En el tiempo en que llegó Lucía a la empresa, yo atravesaba el severo trance de mi divorcio. Severo para mí, que no para mi mujer, pues fue ella quien anunció que estaba aburrida tras 15 años de matrimonio y necesitaba un cambio. ¿Y qué iba a hacer yo sino dejarla libre? La amaba, pero tampoco quería retenerla a mi lado por fuerza o por lástima. Al final, quedamos en tan buenos términos, que nuestro único hijo, Manuel, (con 13 años de edad entonces) apenas si notó que hubiera algún cambio en la relación que guardaban sus progenitores, pues su madre y yo continuamos viviendo juntos, aunque durmiendo en cuartos separados.

A pesar de la suavidad con que llevamos el asunto, en el fondo, para mí el divorcio fue un duro golpe personal. Tenía la impresión de ser un despojo, algo que quedó inútil y requiere un repuesto. Pero lo peor vino cuando mi ex mujer comenzó a dejarme al niño los fines de semana porque ella saldría “a divertirse”. Entonces me deprimía y no hacía más que esperar la hora en que mi hijo se fuera a dormir para emborracharme, sintiéndome solo y patético.
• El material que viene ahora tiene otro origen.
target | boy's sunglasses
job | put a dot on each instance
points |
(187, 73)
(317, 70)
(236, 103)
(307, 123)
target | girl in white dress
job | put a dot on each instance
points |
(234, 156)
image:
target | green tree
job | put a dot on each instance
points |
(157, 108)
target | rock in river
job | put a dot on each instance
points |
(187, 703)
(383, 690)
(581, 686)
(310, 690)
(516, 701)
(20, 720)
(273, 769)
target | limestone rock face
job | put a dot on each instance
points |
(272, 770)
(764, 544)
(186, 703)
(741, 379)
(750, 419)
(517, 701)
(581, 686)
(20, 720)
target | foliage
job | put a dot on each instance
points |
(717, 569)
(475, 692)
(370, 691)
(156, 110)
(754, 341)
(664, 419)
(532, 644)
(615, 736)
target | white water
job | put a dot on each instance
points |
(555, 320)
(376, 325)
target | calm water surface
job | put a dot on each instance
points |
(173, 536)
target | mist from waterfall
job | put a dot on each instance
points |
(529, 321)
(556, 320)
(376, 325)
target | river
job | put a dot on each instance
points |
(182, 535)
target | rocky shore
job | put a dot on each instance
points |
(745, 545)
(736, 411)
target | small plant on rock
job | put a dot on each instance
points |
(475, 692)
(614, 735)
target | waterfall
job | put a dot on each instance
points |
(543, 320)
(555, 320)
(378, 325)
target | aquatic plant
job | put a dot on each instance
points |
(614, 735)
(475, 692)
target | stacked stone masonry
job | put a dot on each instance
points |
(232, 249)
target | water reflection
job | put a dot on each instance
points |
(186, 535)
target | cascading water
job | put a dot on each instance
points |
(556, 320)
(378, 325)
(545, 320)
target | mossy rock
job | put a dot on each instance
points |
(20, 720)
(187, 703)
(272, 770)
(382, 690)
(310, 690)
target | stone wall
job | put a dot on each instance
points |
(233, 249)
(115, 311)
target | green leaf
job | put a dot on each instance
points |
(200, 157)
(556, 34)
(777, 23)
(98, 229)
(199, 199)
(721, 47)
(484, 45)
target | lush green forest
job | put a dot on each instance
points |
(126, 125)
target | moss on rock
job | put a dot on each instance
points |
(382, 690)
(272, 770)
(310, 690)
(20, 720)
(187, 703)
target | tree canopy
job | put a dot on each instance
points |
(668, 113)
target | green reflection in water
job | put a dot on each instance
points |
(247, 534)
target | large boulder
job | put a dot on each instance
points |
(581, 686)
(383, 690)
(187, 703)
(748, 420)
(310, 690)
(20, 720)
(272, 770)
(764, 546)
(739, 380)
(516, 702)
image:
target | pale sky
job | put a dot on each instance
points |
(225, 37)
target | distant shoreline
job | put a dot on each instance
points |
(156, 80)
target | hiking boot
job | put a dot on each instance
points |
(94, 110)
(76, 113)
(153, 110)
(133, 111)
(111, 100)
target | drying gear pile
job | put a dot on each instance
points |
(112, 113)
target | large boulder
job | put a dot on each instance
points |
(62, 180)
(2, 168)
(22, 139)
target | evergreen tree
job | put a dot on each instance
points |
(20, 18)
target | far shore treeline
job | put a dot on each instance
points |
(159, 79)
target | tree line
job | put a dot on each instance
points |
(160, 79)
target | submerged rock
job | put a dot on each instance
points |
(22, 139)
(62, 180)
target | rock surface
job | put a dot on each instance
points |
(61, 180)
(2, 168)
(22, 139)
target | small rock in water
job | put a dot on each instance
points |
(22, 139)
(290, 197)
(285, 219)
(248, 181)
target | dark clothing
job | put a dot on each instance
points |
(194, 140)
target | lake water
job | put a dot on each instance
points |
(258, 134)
Mi mal estado anímico pronto se reflejó en los resultados de mi trabajo y cuando el jefe de ventas me llamó a su oficina, tuve la certeza de que iba a despedirme.

-Toma asiento, Fernández- Me dijo el encargado de cortar mi cabeza, al tiempo que me indicaba el lugar para mi ejecución.

Mi jefe habló largo y tendido sobre las metas que yo llevaba meses sin alcanzar, como preparándome para recibir el golpe definitivo, pero mi sorpresa fue mayúscula cuando sin previo aviso en la oficina apareció Lucía, que llegaba casi derrapando, muy apenada por su impuntualidad.

-El tráfico está insoportable- se excusó la bella mujer, al tiempo que se ataba el cabello en una coleta y me sonreía, saludándome antes de sentarse a mi lado.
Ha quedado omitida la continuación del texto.